Date of this Version
University of Nebraska–Lincoln Extension, Institute of Agriculture and Natural Resources, G1676.
Ascochyta blight is the most serious chickpea disease worldwide. Integrating genetic resistance, crop rotation and fungicide application is the best way to manage the disease.
The chickpea (Cicer arietinum), also known as the garbanzo bean, is an annual grain legume crop that ranks among the world’s three most important pulses (seed legumes used as food). It is an important source of protein in many parts of central Asia, Africa, and the Mediterranean, and among food legumes it is the most effective in reducing blood cholesterol levels. India is the largest producer, currently growing 78 percent of the world’s crop, followed by Pakistan, Mexico, Turkey, and Ethiopia. The crop is native to western Asia and the Middle East, and it is usually grown as a rain-fed, cool-weather crop or as a dry-climate crop in semiarid regions.
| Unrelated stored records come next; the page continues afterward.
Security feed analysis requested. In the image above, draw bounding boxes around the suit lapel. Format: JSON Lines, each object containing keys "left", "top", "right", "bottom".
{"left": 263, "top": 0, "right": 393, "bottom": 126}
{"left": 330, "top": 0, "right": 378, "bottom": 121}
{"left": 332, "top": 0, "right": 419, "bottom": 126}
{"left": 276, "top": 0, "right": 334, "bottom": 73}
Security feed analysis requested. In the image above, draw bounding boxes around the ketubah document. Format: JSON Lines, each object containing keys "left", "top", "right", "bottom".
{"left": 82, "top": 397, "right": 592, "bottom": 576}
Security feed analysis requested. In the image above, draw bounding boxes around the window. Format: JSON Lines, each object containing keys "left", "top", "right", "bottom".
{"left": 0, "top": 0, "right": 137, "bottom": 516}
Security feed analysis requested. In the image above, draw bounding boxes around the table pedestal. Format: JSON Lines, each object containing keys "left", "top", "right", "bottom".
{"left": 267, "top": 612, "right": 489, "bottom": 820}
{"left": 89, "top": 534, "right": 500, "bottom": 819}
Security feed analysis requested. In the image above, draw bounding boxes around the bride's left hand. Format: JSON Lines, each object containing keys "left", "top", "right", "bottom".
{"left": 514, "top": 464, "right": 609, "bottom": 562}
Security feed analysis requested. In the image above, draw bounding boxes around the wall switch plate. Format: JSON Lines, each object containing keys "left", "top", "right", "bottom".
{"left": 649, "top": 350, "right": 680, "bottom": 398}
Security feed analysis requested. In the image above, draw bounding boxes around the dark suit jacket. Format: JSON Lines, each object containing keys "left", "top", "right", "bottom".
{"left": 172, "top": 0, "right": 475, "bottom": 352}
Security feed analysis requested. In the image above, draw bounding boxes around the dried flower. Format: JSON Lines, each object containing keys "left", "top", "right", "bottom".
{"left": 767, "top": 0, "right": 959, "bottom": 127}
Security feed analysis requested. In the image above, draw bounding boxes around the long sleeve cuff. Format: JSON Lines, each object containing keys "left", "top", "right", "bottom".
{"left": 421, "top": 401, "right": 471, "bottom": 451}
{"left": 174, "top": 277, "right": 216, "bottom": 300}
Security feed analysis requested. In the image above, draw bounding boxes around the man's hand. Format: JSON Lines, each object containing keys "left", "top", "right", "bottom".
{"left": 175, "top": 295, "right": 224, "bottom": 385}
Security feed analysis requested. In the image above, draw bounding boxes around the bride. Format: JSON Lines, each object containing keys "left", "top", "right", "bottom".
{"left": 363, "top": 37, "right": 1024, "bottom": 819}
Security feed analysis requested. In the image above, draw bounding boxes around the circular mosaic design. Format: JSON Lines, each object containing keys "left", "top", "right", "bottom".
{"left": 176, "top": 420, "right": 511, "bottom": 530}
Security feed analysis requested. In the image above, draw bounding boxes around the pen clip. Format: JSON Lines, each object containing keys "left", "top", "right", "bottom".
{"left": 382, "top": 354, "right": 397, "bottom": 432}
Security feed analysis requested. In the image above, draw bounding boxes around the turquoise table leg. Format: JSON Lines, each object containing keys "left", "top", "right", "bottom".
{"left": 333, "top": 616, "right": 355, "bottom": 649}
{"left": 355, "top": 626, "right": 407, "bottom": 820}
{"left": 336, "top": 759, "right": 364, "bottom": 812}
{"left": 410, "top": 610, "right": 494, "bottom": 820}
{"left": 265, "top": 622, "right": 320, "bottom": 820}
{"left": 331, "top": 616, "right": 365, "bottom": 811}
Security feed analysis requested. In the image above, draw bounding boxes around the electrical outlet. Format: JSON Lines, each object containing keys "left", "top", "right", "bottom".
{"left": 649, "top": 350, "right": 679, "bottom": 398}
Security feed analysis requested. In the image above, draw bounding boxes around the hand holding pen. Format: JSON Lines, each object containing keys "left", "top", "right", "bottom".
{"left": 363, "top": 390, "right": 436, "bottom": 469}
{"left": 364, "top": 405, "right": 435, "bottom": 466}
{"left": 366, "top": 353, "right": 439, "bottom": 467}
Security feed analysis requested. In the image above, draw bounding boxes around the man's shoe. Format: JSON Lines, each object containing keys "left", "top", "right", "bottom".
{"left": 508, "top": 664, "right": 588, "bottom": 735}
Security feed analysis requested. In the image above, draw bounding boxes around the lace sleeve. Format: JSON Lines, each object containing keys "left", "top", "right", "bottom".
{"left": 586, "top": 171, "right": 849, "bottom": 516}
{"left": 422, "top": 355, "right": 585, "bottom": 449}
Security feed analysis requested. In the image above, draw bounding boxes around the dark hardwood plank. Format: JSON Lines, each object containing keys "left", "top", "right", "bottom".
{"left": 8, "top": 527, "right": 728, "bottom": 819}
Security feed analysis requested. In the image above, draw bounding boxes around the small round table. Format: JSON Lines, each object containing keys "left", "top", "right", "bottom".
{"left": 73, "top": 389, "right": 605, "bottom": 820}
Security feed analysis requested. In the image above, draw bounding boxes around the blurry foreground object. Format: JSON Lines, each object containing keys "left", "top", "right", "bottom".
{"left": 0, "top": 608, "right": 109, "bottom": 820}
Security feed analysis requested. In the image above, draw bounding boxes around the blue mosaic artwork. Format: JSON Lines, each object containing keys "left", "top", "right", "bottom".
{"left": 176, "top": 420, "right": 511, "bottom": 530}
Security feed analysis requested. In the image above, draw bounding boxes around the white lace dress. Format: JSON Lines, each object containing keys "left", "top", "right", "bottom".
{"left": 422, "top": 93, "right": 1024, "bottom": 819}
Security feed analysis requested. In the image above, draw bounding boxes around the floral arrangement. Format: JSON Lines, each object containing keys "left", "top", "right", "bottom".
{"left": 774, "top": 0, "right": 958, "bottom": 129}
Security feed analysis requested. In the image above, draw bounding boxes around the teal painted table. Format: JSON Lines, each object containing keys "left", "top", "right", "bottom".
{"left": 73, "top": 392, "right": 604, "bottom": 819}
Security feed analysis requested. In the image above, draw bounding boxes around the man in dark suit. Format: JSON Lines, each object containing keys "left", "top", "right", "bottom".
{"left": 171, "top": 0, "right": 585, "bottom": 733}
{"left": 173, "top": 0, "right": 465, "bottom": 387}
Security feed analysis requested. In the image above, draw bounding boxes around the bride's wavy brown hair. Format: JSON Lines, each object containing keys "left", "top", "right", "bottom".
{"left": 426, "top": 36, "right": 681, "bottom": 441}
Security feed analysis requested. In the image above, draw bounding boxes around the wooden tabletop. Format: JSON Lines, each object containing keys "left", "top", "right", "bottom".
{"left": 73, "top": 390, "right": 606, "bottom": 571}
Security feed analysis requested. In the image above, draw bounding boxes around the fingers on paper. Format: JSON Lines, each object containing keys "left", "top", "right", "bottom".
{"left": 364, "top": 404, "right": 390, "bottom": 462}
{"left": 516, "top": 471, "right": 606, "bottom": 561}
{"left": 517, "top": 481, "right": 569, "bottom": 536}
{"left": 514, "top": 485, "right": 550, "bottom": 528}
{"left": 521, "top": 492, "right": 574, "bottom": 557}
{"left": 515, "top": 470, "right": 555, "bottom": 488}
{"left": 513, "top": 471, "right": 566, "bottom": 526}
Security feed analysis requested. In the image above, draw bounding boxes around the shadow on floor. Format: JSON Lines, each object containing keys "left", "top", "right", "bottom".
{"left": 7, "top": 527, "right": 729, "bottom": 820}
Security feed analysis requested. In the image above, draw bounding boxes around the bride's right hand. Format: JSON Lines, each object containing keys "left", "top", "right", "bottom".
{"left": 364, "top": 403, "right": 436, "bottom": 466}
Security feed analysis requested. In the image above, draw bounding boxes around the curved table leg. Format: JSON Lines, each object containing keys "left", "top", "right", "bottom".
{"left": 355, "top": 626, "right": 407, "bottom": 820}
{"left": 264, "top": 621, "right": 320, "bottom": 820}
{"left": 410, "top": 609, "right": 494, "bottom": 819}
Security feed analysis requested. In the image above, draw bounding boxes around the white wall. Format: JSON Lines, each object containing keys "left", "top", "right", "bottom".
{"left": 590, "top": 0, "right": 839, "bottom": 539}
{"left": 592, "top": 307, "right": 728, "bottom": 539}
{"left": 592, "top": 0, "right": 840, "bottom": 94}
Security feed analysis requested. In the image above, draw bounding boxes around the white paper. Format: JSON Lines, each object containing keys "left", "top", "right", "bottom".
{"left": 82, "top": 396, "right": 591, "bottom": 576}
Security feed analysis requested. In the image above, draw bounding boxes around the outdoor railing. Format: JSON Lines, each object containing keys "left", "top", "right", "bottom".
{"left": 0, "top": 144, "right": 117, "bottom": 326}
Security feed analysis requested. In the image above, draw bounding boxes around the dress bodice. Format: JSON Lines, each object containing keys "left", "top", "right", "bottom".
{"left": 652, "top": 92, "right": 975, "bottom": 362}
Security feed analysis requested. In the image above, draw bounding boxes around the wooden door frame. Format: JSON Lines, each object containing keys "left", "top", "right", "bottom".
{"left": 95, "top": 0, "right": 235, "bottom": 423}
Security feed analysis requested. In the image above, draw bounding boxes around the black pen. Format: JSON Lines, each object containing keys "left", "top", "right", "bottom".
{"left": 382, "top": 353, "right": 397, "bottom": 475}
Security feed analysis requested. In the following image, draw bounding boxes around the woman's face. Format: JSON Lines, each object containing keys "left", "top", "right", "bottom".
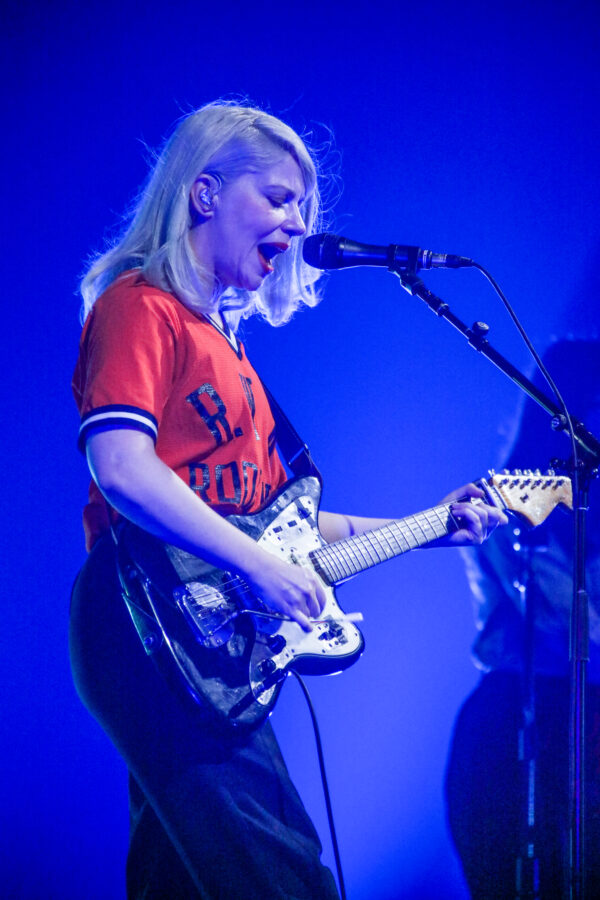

Interest in chickpea production in the United States as an alternative crop to spring cereals has increased rapidly in the Pacific Northwest where rainfall is marginal. The leading producers currently in the United States are Idaho, Washington, California, and North Dakota. Due to a number of issues including agronomic, processing, and marketing constraints, production in the central High Plains has been sporadic. However, production in Nebraska, has fluctuated substantially over the past decade, with a high of more than 10,000 acres in 2006. Despite a reputation for poor yields, chickpeas have the potential for more than 4,000 lb/acre, and production is expected to increase in the foreseeable future.